Dataset write Failure

Post questions here relative to DataStage Enterprise/PX Edition for such areas as Parallel job design, Parallel datasets, BuildOps, Wrappers, etc.

Moderators: chulett, rschirm, roy

Post Reply
just4geeks
Premium Member
Premium Member
Posts: 644
Joined: Sat Aug 26, 2006 3:59 pm
Location: Mclean, VA

Dataset write Failure

Post by just4geeks »

Getting following fatal errors (in order) while loading data into datasets.
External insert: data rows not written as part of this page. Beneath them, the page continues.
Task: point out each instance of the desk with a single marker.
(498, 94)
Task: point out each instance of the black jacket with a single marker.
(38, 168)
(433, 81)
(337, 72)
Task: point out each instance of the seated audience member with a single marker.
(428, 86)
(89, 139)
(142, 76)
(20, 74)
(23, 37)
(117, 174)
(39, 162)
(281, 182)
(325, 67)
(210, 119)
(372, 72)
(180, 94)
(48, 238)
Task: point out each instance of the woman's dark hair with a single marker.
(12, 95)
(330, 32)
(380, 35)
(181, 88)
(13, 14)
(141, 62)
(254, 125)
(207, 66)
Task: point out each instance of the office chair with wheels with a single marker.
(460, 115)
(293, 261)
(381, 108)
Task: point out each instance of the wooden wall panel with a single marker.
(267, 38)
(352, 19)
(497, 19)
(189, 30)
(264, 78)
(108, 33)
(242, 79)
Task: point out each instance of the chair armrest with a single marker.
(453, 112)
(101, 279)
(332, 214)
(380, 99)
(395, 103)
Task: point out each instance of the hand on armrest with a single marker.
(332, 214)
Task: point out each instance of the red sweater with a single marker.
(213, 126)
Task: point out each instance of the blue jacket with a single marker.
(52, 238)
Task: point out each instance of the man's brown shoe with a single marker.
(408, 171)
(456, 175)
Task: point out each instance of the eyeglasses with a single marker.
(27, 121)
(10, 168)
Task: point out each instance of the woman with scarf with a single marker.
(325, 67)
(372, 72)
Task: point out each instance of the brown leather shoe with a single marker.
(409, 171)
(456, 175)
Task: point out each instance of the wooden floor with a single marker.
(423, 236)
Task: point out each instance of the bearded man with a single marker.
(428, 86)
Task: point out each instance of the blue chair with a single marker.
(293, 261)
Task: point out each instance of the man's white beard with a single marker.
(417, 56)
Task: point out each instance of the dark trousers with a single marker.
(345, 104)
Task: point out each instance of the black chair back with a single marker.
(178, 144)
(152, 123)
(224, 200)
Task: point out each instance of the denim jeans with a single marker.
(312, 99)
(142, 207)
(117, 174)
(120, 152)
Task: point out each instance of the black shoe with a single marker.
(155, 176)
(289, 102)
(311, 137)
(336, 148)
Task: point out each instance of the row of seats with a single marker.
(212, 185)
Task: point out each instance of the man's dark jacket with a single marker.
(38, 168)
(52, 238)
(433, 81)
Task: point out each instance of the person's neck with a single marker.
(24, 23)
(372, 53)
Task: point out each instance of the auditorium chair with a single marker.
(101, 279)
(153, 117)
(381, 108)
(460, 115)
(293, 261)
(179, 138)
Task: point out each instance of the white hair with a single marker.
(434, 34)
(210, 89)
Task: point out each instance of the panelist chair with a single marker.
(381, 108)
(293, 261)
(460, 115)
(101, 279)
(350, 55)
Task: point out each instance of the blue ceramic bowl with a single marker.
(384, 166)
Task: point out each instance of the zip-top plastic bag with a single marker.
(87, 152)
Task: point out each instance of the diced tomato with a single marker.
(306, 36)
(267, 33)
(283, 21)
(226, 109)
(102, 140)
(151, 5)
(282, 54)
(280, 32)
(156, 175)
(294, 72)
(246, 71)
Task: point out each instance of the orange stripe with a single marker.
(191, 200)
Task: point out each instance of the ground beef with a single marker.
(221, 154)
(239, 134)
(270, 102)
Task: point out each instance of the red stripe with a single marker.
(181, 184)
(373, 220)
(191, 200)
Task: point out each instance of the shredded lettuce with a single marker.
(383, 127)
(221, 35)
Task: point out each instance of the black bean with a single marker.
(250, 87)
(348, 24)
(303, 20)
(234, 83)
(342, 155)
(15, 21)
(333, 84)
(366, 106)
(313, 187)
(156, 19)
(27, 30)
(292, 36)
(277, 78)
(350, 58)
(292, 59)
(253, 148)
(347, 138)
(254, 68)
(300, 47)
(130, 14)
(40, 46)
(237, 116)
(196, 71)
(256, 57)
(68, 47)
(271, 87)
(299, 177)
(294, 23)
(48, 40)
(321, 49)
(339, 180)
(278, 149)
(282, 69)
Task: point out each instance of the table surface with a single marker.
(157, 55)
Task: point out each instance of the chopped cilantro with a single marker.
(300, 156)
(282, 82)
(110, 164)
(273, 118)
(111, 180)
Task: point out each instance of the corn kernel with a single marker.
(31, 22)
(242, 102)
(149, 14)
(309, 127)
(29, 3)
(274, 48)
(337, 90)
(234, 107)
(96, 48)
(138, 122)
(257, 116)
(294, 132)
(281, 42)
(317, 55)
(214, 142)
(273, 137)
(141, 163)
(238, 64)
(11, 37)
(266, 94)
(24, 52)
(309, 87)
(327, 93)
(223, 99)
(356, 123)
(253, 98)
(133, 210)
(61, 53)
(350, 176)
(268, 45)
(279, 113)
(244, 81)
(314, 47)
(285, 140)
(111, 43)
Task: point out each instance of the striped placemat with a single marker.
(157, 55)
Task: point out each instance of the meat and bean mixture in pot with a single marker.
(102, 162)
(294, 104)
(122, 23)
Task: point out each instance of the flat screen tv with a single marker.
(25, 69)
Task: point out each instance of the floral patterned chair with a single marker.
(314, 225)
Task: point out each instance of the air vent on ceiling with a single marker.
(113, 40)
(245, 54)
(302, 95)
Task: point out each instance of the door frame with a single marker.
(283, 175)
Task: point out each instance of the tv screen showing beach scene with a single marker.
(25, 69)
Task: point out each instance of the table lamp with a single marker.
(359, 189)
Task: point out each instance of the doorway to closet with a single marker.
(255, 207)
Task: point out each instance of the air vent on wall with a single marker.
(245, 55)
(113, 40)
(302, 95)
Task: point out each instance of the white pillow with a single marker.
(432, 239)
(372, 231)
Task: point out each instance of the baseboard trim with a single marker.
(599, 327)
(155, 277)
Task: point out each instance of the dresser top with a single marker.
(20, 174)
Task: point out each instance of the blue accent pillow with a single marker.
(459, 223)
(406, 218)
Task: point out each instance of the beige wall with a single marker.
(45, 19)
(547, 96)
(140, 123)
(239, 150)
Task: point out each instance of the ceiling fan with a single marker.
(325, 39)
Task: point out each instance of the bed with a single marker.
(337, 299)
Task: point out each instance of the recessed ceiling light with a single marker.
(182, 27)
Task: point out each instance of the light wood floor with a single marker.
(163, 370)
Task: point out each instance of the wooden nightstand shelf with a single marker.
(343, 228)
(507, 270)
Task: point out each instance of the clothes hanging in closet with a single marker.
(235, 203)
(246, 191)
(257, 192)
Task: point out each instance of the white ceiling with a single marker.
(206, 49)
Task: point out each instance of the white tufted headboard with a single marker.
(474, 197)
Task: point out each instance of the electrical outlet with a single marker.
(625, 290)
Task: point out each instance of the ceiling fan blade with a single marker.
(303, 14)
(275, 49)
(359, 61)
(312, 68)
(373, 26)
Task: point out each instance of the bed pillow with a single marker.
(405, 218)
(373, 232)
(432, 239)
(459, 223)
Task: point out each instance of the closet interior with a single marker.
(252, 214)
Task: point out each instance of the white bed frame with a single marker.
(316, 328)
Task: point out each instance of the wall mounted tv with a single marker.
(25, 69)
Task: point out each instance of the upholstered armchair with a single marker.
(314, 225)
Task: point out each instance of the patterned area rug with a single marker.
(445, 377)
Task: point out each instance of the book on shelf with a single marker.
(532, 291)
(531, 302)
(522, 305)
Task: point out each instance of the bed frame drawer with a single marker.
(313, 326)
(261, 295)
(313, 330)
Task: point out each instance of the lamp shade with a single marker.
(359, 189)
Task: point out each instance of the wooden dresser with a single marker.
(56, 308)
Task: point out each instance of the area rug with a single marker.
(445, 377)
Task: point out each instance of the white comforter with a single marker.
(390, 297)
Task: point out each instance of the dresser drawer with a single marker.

1. SRC_oe_order_header_all,0: Write to dataset on [fd 24] failed (Success) on node node1, hostname lxdscon.beckman.com
2. SRC_oe_order_header_all,0: Orchestrate was unable to write to any of the following files:
3. SRC_oe_order_header_all,0: /dstage1/Server/Datasets/Data_frm_OAGCRD.txt.dsadm.lxdscon.beckman.com.0000.0000.0000.5ba6.c9920787.0000.246beea0
4. SRC_oe_order_header_all,0: Block write failure. Partition: 0
5. SRC_oe_order_header_all,0: Failure during execution of operator logic.
8. SRC_oe_order_header_all,0: Fatal Error: File data set, file "/dstage1/store/Data_frm_OAGCRD.txt".; output of "SRC_oe_order_header_all": DM getOutputRecord error.
9. node_node1: Player 1 terminated unexpectedly.
10.main_program: APT_PMsectionLeader(1, node1), player 1 - Unexpected exit status 1.
11. main_program: Step execution finished with status = FAILED.

I read related previous posts in the forum and Did following research.

1. I was running the job as isadmin.

2. Checked permissions for folder where datasets are saved.
We have set following directories for datasets as well as scratch disk.

resource disk "/dstage1/Server/Datasets"
resource scratchdisk "/dstage1/Server/Scratch"


We have all the permissions on Server where all the datasets are stored. 'store' is another folder where we save output files. It also has full permissions.

drwxrwxrwx 4 root root 4096 Feb 12 14:56 Server
drwxrwxrwx 6 root root 4096 Feb 13 10:18 Projects
drwxrwxrwx 4 root root 4096 Feb 29 19:11 store

drwxrwxrwx 2 root root 4096 Feb 22 15:16 Scratch
drwxrwxrwx 2 root root 4096 Feb 29 19:11 Datasets


3. Checked available space using df comand. We have plenty of space left in '/dstage1' where data is stored.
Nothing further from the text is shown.